2. My issues are so textbook I feel like it’d be almost insulting to the therapist. Not even textbook, it’s fucking “Cat’s in the Cradle.” I’d explain what’s wrong and the therapist would be like, “Really? You want to pay me to fix this? Go listen to some pop music and Google some shit — you’re smart, you’ll figure it out.” (My therapist gives me an inordinate amount of credit — she’s super impressed when I take out the garbage and thinks my navel-gazing introversion is a good thing — she calls it “self-awareness,” I call it “narcissism.”)

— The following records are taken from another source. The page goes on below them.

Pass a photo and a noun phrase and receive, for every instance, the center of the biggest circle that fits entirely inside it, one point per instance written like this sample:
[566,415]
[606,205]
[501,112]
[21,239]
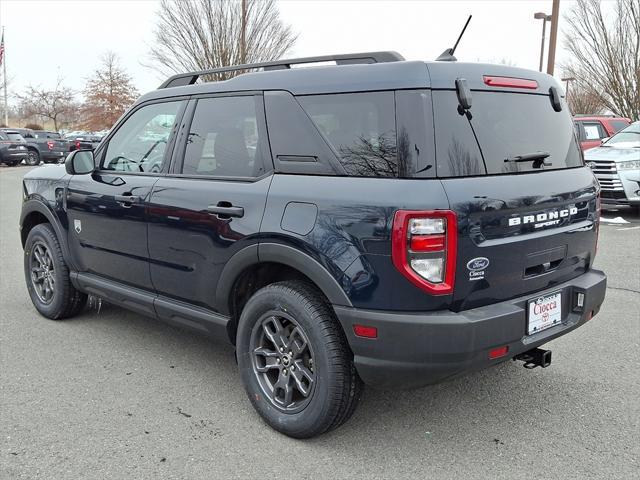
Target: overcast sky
[47,38]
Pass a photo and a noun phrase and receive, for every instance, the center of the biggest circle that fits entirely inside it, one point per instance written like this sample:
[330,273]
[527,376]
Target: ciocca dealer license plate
[544,312]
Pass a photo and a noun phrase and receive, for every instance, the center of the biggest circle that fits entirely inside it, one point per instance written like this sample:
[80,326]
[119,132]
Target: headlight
[629,165]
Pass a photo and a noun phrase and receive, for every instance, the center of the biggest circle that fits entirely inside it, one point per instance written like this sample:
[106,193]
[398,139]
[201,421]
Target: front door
[107,209]
[211,205]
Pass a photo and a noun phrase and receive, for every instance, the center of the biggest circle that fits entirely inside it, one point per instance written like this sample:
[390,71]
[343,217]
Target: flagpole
[4,76]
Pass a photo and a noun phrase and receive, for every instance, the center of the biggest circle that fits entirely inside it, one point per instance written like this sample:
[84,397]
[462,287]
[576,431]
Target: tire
[33,159]
[44,266]
[316,358]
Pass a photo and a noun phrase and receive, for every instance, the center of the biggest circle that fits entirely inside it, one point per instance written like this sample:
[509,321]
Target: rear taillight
[423,248]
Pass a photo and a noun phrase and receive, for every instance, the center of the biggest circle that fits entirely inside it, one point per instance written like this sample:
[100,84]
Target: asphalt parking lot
[112,394]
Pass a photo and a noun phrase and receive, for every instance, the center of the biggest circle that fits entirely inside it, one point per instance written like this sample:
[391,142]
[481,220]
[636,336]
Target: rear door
[211,204]
[523,226]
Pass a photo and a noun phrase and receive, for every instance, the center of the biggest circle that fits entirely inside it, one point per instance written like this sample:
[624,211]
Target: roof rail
[190,78]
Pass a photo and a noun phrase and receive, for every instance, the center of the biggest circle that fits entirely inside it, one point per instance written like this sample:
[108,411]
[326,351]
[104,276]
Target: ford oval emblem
[478,263]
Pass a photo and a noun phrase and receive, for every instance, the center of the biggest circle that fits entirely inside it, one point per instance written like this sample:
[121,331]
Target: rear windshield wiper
[537,158]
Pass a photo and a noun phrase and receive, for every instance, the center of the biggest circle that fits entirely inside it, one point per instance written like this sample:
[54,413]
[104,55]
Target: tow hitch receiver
[536,357]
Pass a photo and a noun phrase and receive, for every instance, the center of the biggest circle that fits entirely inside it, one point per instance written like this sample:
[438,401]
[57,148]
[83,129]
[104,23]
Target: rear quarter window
[360,127]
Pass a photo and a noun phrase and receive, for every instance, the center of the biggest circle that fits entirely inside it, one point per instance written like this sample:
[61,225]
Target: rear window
[506,125]
[361,128]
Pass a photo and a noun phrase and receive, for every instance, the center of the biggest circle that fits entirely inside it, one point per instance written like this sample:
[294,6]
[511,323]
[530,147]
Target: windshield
[629,137]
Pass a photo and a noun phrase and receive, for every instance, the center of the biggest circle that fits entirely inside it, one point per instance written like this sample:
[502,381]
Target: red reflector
[510,82]
[364,331]
[498,352]
[427,243]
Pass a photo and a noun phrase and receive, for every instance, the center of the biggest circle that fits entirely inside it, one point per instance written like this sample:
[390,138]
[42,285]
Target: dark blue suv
[380,221]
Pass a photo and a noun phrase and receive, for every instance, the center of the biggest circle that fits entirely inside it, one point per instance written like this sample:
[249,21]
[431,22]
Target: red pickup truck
[592,129]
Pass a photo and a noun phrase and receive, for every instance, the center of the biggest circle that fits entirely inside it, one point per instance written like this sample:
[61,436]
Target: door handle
[225,210]
[127,200]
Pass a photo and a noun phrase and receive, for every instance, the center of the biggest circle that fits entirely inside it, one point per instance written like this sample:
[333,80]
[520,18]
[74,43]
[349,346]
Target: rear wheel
[295,362]
[33,159]
[47,276]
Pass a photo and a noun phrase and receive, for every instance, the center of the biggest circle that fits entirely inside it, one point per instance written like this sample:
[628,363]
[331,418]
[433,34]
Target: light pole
[545,18]
[567,80]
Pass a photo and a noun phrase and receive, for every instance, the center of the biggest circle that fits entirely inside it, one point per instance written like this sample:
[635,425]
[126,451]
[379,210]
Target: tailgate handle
[542,262]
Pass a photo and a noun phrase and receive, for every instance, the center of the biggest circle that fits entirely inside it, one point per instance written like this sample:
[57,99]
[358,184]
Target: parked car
[51,146]
[82,141]
[383,221]
[41,145]
[616,164]
[593,129]
[13,149]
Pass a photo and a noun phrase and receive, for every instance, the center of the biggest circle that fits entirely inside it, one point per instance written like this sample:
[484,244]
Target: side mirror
[80,162]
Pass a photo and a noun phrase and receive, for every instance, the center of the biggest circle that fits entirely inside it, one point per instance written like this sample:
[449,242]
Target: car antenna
[447,55]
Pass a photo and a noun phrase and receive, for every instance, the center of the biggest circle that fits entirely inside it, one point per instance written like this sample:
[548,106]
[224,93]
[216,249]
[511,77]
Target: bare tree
[584,100]
[57,105]
[108,93]
[201,34]
[606,54]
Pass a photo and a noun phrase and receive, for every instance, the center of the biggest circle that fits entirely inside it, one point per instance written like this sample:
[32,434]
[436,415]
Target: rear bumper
[417,349]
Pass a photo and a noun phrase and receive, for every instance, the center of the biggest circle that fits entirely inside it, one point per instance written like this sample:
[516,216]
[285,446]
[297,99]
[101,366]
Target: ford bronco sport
[380,221]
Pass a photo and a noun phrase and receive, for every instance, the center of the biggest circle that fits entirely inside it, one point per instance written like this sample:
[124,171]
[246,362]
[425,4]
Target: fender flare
[33,205]
[286,255]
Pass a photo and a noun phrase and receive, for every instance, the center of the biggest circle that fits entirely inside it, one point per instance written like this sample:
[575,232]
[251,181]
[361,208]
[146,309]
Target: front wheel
[47,276]
[295,362]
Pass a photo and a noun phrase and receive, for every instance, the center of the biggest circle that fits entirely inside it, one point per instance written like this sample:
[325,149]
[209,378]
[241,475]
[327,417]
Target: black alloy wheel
[295,361]
[42,272]
[282,361]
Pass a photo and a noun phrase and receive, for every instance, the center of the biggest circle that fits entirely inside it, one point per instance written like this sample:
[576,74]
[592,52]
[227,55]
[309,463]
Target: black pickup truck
[41,144]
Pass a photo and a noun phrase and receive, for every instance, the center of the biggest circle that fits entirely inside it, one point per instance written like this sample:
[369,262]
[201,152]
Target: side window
[618,125]
[140,143]
[362,129]
[225,138]
[593,131]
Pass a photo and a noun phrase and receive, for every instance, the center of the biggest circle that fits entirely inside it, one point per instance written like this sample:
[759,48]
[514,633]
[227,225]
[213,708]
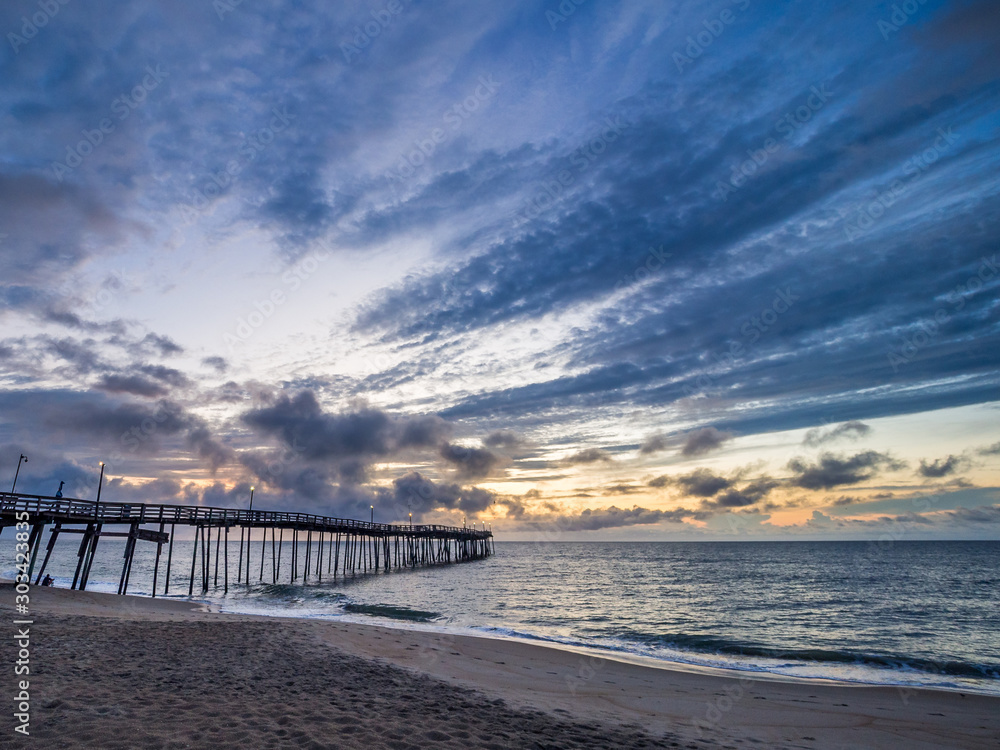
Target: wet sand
[128,672]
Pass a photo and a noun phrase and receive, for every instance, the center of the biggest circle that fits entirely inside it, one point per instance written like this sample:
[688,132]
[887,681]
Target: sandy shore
[127,672]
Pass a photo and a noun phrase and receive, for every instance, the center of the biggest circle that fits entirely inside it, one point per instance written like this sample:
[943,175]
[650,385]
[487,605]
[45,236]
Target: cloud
[941,467]
[219,364]
[654,444]
[422,495]
[470,462]
[363,431]
[587,456]
[606,518]
[134,384]
[852,430]
[700,482]
[704,441]
[505,440]
[739,498]
[833,471]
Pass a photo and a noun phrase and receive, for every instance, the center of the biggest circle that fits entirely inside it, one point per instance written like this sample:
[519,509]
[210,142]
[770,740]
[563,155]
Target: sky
[569,270]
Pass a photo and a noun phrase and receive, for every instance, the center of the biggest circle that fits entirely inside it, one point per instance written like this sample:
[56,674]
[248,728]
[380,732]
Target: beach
[133,672]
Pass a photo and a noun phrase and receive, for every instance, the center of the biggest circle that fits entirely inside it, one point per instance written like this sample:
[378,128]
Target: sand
[128,672]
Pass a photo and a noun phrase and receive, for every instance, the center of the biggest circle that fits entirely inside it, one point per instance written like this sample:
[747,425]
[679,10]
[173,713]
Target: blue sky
[641,270]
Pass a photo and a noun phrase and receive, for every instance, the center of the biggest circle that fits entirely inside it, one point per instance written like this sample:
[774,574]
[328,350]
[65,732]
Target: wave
[391,612]
[708,644]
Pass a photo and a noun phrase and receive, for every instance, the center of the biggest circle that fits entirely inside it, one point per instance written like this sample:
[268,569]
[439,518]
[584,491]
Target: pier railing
[351,546]
[92,511]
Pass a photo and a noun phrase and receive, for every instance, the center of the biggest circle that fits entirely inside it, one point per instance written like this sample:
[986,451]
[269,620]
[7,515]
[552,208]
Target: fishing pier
[341,546]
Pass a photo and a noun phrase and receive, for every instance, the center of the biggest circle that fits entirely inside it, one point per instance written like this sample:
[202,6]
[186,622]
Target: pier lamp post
[23,458]
[100,482]
[249,530]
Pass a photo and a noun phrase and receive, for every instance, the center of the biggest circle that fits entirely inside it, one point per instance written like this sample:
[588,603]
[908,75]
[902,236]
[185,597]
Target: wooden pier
[339,546]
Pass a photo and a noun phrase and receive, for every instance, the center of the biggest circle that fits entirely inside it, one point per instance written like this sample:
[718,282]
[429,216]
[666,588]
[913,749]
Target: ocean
[902,613]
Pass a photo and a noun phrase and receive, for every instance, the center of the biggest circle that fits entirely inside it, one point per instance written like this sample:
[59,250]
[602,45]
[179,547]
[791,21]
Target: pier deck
[343,546]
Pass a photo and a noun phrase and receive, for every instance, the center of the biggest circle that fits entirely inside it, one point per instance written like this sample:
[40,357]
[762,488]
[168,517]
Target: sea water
[897,612]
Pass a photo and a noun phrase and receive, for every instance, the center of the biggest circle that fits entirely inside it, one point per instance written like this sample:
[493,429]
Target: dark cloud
[941,467]
[654,444]
[738,498]
[587,456]
[505,440]
[363,431]
[704,441]
[833,471]
[606,518]
[470,462]
[422,495]
[702,483]
[219,364]
[852,430]
[138,385]
[214,453]
[846,500]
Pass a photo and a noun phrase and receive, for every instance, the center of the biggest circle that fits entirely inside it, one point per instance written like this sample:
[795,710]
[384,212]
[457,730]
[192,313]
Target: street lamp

* I have a friend who’s like me in being a complete stubborn ass about therapy, like we KNOW we need it, but UGH. Because I can’t speak for him, but “my problems aren’t real problems, I should just learn to deal.” So when I told him my therapist was a LMFT — licensed marriage and family therapist — and worried if that was really what I needed. And my FELLOW STUBBORN ASS says, “I don’t know… you have a LOT of issues with your family.” So… I guess I can take that to the bank. Or to the therapist. FUCK. I have to talk about real shit and not just “stepping out of my comfort zone” by attending a burlesque class. Tell you what — I’ll do burlesque FOR A LIVING if I don’t have to talk about my family. (<– That sentence right there? Part of my patented Prostitute Starter Set. Thankfully I’m too old to be a profitable prostitute. I CAN, however, troll the dudes on OurTime.com and give them a helluva Girlfriend Experience.)

…I’ve lost control of this post so I’m going to go get more coffee.

Je m’appelle Uptight ’80s Virgin

A lady-friend who’s my opposite in all the best ways told me she chose “Yvette” as part of her burlesque stage name because it was her name in high-school French class.

MY French class name was Claire, which I didn’t even consider at the time was the name of the uptight virgin in “The Breakfast Club.”

This seems fitting.

Embracing my sexuality via total embarrassment.

Today I took an Intro to Burlesque class at Kink Shoppe, which means I turned BEET red as I flaunted my flat ass in front of a room full of people, took my shirt off (tank top underneath), and had it reaffirmed that it’s hot when I play with my hair.  

My inner goddess is still super awkward.

I just registered for an Intro to Burlesque dance class, because clearly I don’t feel awkward ENOUGH on the daily, I have to pay to be reminded I lack sex appeal.

Selecting the proper workout ensemble has never quite felt this important. I wonder what the odds are I could configure a bra under here. (Yeah, I know — slim to none.)